This tug of war inevitably leads
to a clash resulting in disruption of the democratic process. It has happened
in the case of the dismissal of the Assemblies in 1990 and then in 1993
when to our surprise, the military took over key establishments like the
TV station even before President Ghulam Ishaq Khan's dissolution order
was issued. The then army chief General (Abdul Waheed) Kakar had no authority
to send the forces anywhere without the Prime Minister's orders.
The ambit of authority of the army
chief does not allow him to meddle with the country's internal politics.
Thus a proposal by General Jahangir Karamat for a National Security Council
over and above the PM and the Cabinet was not simply undemocratic but an
attempted assumption of executive authority under the illegal sanction
of military might. When this was pointed out, he like an officer and a
gentleman accepted his fault and asked for an early retirement. In his
words ''... a lesson for posterity''.
But the abuse of the trusteeship
of the armed forces of the country to make such a proposition and then
to disrupt the business of the country by implications of such statements
continued unabated. Things were not dissimilar when I dismissed Musharraf.
In his case it was basically a chain of events leading from Kargil that
made me resort to such action.
Q.: It has been said that had you
and Ms Bhutto learnt to live and let live, democratic politics would have
flourished and Pakistan would not have been under military rule...
A.: Rightwing political politics
was consolidated during General Zia's regime, aimed at checkmating PPP.
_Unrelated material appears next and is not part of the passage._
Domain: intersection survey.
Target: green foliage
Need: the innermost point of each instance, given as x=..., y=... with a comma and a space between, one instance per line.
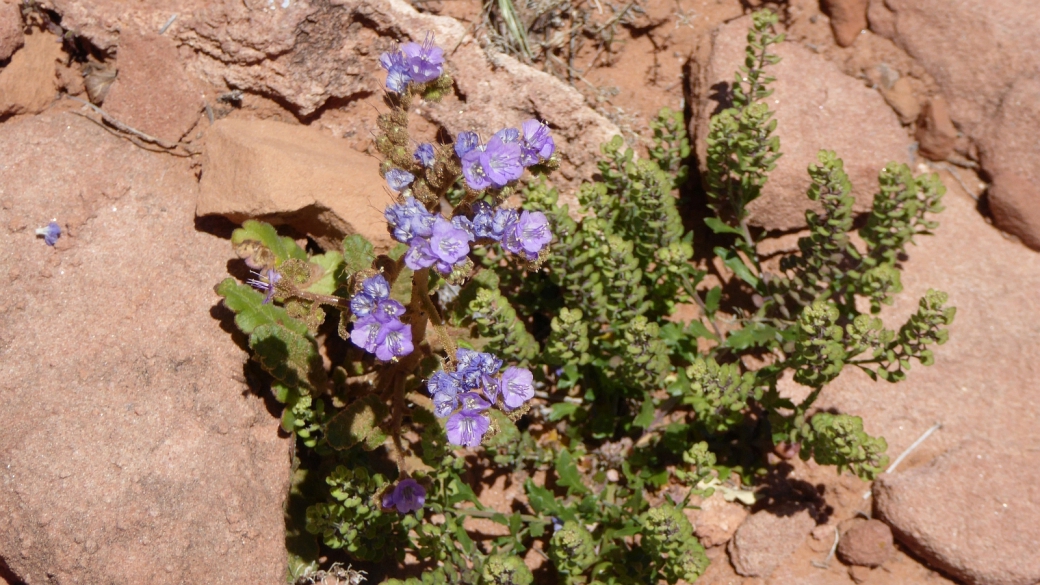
x=629, y=396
The consequence was a yawning gap between left and right-wingers. This
divide has played a somewhat negative role in the political arena. In the
final analysis it is the feeling of superiority of the army over civilians,
a legacy of the Raj, and the greed for power which goads the Army Chief
to usurp the government.
Q.: Did the Pakistan army sabotage
the Lahore Summit Process in 1999? What were the understandings reached
between your government and that of Mr Vajpayee? Former ambassador Niaz
Naik has made some astonishing claims about a solution having been found
for Kashmir. Isn't it time you spoke as to what the Lahore process was
and what it wasn't?
A.: I can only say here that Mr
Vajpayee and myself had almost decided a deadline for a peaceful resolution
of the Kashmir dispute. Mr Vajpayee's visit to Lahore was a link in the
chain. Had it not been for Kargil whereby all our plans were sabotaged
the issue of Kashmir would have reached a historical resolution long ago.